History
The Commonwealth of Pennsylvania has a proud and storied history in the fire service and hazardous materials response beginning with Benjamin Franklin, one of our nation’s first safety innovators founding the Union Fire Company in 1736 and then with his understanding of blood borne pathogens he established the Pennsylvania Hospital in 1751 the first such organized hospital in the US cultivating the notion of protecting lives and property as a mission worthy of pursuit. Then the exploration and development of petroleum in Oil City, PA, when Edwin Drake drilled the famous well in 1859. The innovations of steel making in Pittsburgh starting in 1815 to the world’s largest steel producer in 1875 forged fire and chemistry to spurn the industrial age. The 1979 response to Three Mile Island in Londonderry Township, galvanized requirements for radiological hazmat emergency response, the 2001 9/11 response to Flight 93 in Somerset County, PA and the fire/rescue response of miners trapped underground and successfully rescued in 2002 involved local Pennsylvania fire and hazardous materials team support personnel.
The Origin
In 1990 a group of fire chiefs and officers, seeing the need to address hazardous material concerns met to guide these fledgling fire/hazmat response teams. These responders began organizing formally in 1980 and provided training to the fire service, chemical facilities, railroad and trucking industry institutionalizing hazmat response. Many industry leaders can relay stories of taking their first hazmat courses in Pennsylvania fire stations.
30 Years of Conference Training and Learning
We will be entering our 30th year of the Pennsylvania Association of Hazardous Materials Technicians conference in 2022. The conference enjoys 250 attendees with over 50 vendor and presenters over 4 days targeting hazardous material response teams operating in the Commonwealth of Pennsylvania and nearby states. The training and learning conference is a hybrid of hands on, classroom, round table discussion, and product vendor networking with the participants where a vendor can introduce a product into a learning discussion forum to actually see how something may serve their response protocols. We have nationally recognized trainers and instructors providing the latest case studies and response nuances that response technicians can be ready to understand at the street level. In years past we have had equipment and apparatus displays, live flaring and explosives demonstrations, high pressure vessel and reactive substance leak control and containment. Decontamination and live water borne spill response evolutions. PA Fire commission sponsored National Pro-Board certificate training. Representatives from NFPA, NIOSH, ASTM, ACGIH, TRANSCAER, CHLORINE INSTITUTE, and other associations and agencies participate regularly.

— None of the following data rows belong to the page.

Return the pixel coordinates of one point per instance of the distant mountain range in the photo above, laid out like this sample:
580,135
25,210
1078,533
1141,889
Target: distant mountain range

Protecting the Environment
Additionally, the ingenuity of Pennsylvania responders to protect lives and property was paralleled with the heightened awareness of protecting the environment which was led by another Pennsylvanian, Rachel Carson, who was responsible for creating cause and affect origins for protecting the environment which eventually created the enactment of the U.S. EPA and ultimately the development of the PA Department of Environmental Resources in 1970 and transforming into the Department of Environmental Protection in 1995. This collectively fostered fire/hazmat/health/emergency management working together as one force where together these agencies hold high standards of accountability and certify hazmat team responders in the Commonwealth.